Este mal habido decreto nacional revela otra profunda diferencia con relación a los procesos de participación de la ciudadanía, pues para el Gobierno Nacional el culmen participativo se relega a la ofrodiosa selección por parte de tecnócratas del ministerio de protección de nuestros voceros o representantes, felizmente en Bogotá el escenario es muy distinto nuestros actores sociales desempeñan un rol más protagónico, autónomo y democrático pues la selección es resultante de un proceso electoral donde las candidaturas movilizan ideas, programas y búsquedas de la sociedad civil que es quien libremente toma la decisión de consagrar a sus consejeras y consejeros, estatus que no alcanzan a concebir en las esferas del gobierno nacional.

En la desaforada carrera por acortar distancias frente a los inobjetables avances del distrito capital, el gobierno nacional famoso por sus “atajos”, todo vale y falsos positivos con la susodicha ley se invento otro, que hoy debería movilizar a la ciudadanía a corregir los trasfondos de esta falacia, por ejemplo, bien dice la sabiduría popular “si quieres que algo no se haga, crea a un comité” y el 1145 los crea en todos los municipios y departamentos con “perlas” como las de su artículo 16 donde no solo abre la puerta a la irresponsabilidad de los funcionarios competentes para que con licencia de corzo se abstengan de asistir o deleguen en otros sin poder de decisión si no que también restringen la participación de los representantes, limitándolos a cinco, cometiendo el exabrupto de mezclar los sectores de la población cognitiva con la del sector de discapacidad mental con un solo representante desconociendo sus diferencias.

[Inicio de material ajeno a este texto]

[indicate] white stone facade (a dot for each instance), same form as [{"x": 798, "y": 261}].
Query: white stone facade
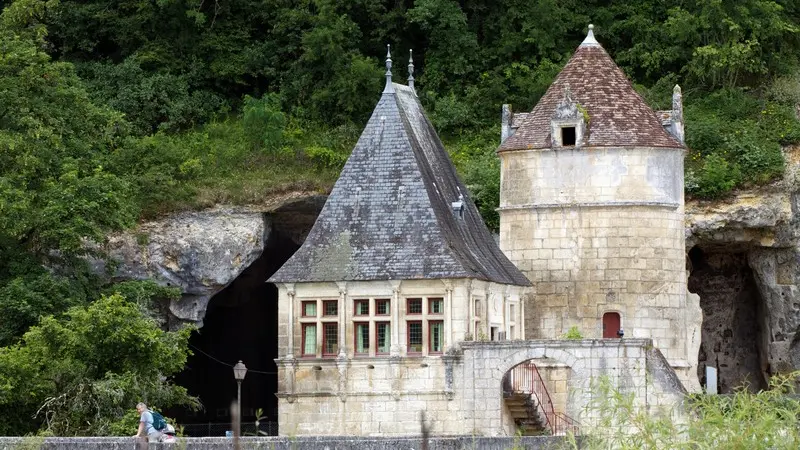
[
  {"x": 461, "y": 392},
  {"x": 601, "y": 230},
  {"x": 322, "y": 388}
]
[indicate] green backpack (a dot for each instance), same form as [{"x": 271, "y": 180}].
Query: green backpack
[{"x": 158, "y": 421}]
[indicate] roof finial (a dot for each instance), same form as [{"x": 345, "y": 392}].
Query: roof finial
[
  {"x": 590, "y": 41},
  {"x": 389, "y": 88},
  {"x": 411, "y": 69}
]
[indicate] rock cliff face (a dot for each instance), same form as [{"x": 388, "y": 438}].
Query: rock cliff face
[
  {"x": 744, "y": 258},
  {"x": 203, "y": 252}
]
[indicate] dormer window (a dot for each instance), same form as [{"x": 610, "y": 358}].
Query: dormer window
[
  {"x": 568, "y": 136},
  {"x": 568, "y": 122}
]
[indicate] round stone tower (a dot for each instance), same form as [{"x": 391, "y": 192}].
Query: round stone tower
[{"x": 592, "y": 211}]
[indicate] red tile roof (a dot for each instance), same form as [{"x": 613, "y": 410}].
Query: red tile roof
[{"x": 618, "y": 116}]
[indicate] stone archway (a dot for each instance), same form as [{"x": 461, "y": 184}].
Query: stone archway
[
  {"x": 632, "y": 365},
  {"x": 535, "y": 397}
]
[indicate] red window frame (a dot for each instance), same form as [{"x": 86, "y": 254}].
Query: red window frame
[
  {"x": 355, "y": 307},
  {"x": 355, "y": 338},
  {"x": 388, "y": 337},
  {"x": 408, "y": 337},
  {"x": 325, "y": 327},
  {"x": 303, "y": 307},
  {"x": 430, "y": 337},
  {"x": 303, "y": 341},
  {"x": 408, "y": 306},
  {"x": 325, "y": 304},
  {"x": 430, "y": 303},
  {"x": 382, "y": 301}
]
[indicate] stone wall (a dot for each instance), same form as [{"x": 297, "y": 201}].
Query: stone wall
[
  {"x": 356, "y": 394},
  {"x": 630, "y": 365},
  {"x": 461, "y": 392},
  {"x": 298, "y": 443}
]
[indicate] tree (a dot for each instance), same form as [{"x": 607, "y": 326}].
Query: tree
[{"x": 80, "y": 374}]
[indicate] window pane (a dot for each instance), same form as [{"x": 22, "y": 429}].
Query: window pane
[
  {"x": 330, "y": 307},
  {"x": 437, "y": 336},
  {"x": 382, "y": 307},
  {"x": 384, "y": 337},
  {"x": 414, "y": 337},
  {"x": 362, "y": 308},
  {"x": 362, "y": 338},
  {"x": 330, "y": 344},
  {"x": 309, "y": 339}
]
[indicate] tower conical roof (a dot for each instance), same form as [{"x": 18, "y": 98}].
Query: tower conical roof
[
  {"x": 390, "y": 215},
  {"x": 618, "y": 116}
]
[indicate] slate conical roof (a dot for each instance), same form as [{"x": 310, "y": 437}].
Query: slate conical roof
[
  {"x": 618, "y": 116},
  {"x": 389, "y": 216}
]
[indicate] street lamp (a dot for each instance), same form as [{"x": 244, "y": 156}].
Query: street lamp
[{"x": 239, "y": 371}]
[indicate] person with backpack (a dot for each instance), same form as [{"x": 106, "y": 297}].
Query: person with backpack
[{"x": 151, "y": 424}]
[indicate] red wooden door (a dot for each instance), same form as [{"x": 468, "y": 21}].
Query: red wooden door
[{"x": 610, "y": 325}]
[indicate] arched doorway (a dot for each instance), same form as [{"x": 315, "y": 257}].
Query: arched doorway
[
  {"x": 528, "y": 391},
  {"x": 611, "y": 325}
]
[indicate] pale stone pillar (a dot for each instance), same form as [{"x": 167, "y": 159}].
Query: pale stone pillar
[
  {"x": 290, "y": 293},
  {"x": 342, "y": 318},
  {"x": 469, "y": 309},
  {"x": 448, "y": 314},
  {"x": 395, "y": 324}
]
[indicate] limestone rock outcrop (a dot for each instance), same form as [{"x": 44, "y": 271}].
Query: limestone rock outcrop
[
  {"x": 202, "y": 252},
  {"x": 198, "y": 252},
  {"x": 744, "y": 256}
]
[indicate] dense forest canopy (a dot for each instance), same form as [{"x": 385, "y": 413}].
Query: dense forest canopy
[{"x": 115, "y": 110}]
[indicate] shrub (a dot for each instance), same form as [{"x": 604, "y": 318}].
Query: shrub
[
  {"x": 264, "y": 122},
  {"x": 743, "y": 420},
  {"x": 716, "y": 177}
]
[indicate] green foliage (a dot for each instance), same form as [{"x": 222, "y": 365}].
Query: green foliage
[
  {"x": 151, "y": 101},
  {"x": 572, "y": 334},
  {"x": 54, "y": 189},
  {"x": 264, "y": 122},
  {"x": 480, "y": 169},
  {"x": 735, "y": 140},
  {"x": 81, "y": 374},
  {"x": 744, "y": 420}
]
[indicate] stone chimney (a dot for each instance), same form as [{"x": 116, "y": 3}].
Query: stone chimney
[
  {"x": 505, "y": 130},
  {"x": 676, "y": 119}
]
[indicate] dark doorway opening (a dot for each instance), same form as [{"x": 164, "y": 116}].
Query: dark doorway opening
[
  {"x": 240, "y": 324},
  {"x": 611, "y": 325},
  {"x": 732, "y": 317},
  {"x": 568, "y": 136}
]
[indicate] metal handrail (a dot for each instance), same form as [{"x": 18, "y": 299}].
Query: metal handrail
[{"x": 525, "y": 378}]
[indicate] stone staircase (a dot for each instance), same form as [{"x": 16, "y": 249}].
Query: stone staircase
[
  {"x": 529, "y": 403},
  {"x": 526, "y": 415}
]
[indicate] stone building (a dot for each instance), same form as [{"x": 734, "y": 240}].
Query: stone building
[
  {"x": 399, "y": 301},
  {"x": 397, "y": 269},
  {"x": 592, "y": 211}
]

Esta movilización debe incidir para que de una vez por todas sin más dilaciones o mamadera de gallo los representantes del gobierno nacional se pongan a tono en el concierto de las naciones unidas dejando de ser la nota discordante que nos ubica entre los países más retrógrados del planeta, acogiendo plenamente la convención que hace cinco años viene birlando desconociendo su aprobación por parte del congreso de la república hace ya dos años y que igualmente cumplimos 12 meses de la declaratoria de exequibilidad.

Por la misma corte constitucional sin que termine el raquetear o pimponeo donde el presidente y sus funcionarios nacionales nos tratan como a pelotas excluidas del juego mundial.